Genetic disorder affecting the eyes (blindness), ears
(deafness), face, kidneys, and bones.
Very rare syndrome (fewer than
10 cases have been reported), which most likely is transmitted as an
autosomal recessive trait. FOAR syndrome and Donnai-Barrow syndrome are
believed to be the same entity.
Characterized by anomalies of the eye (high
myopia, iris coloboma, retinal detachment, chorioretinal atrophy, poorly
differentiated maculae, cataract, glaucoma), the face (macrocephaly, flat
nasal bridge, true hypertelorism, telecanthus, antimongoloid slanting of the
palpebral fissures, prominent eyebrows), the ears (moderate-to-severe
sensorineural deafness), the skeleton (epiphyseal dysplasia of the femoral
heads), and the kidneys (structural abnormalities, proteinuria, hematuria,
aminoaciduria). Psychomotor development may range from moderately delayed to
No special precautions other than
the usual patient preparation for a general anesthesia.

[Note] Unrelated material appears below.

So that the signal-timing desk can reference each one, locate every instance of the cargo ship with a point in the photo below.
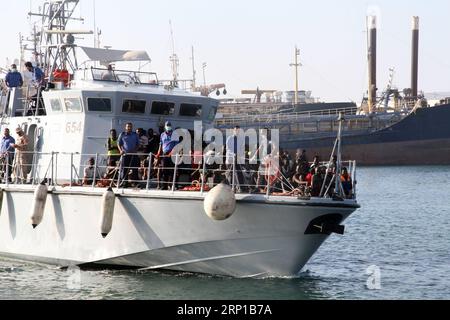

Patients often present for eye surgery
(retinal detachment). No anesthetic complications have been reported. Airway
management is not expected to be difficult. Check renal function
(creatinine, blood urea nitrogen) and serum concentrations of protein,
electrolytes, and hemoglobin (renal anemia) preoperatively. Patients are
blind and deaf; consequently, their cooperation may be reduced. Sedative and
anxiolytic premedication and the presence of the primary caregiver during
induction of anesthesia may be helpful.
Ketamine and succinylcholine should
not be used in the presence of increased intraocular pressure. Avoid using
drugs with predominantly renal elimination in patients with decreased kidney
function. Carefully titrate highly protein-bound drugs because
hypoproteinemia may result from proteinuria and lead to increased
concentrations of the free drug.
Donnai-Barrow Syndrome: Genetic disorder responsible for
diaphragmatic hernia, exomphalos, absent corpus callosum, hypertelorism, eye
anomalies, and sensorineural deafness.
Waardenburg Syndrome, Type I: Characterized by a wide bridge of
the nose resulting from lateral displacement of the inner canthus of each
eye, pigmentary disturbance (frontal white blaze of hair, heterochromia
iridis, white eye lashes, leukoderma), and cochlear deafness. Severity
varies widely; some affected persons escape deafness. Confusion between FOAR
syndrome and Waardenburg syndrome is frequent.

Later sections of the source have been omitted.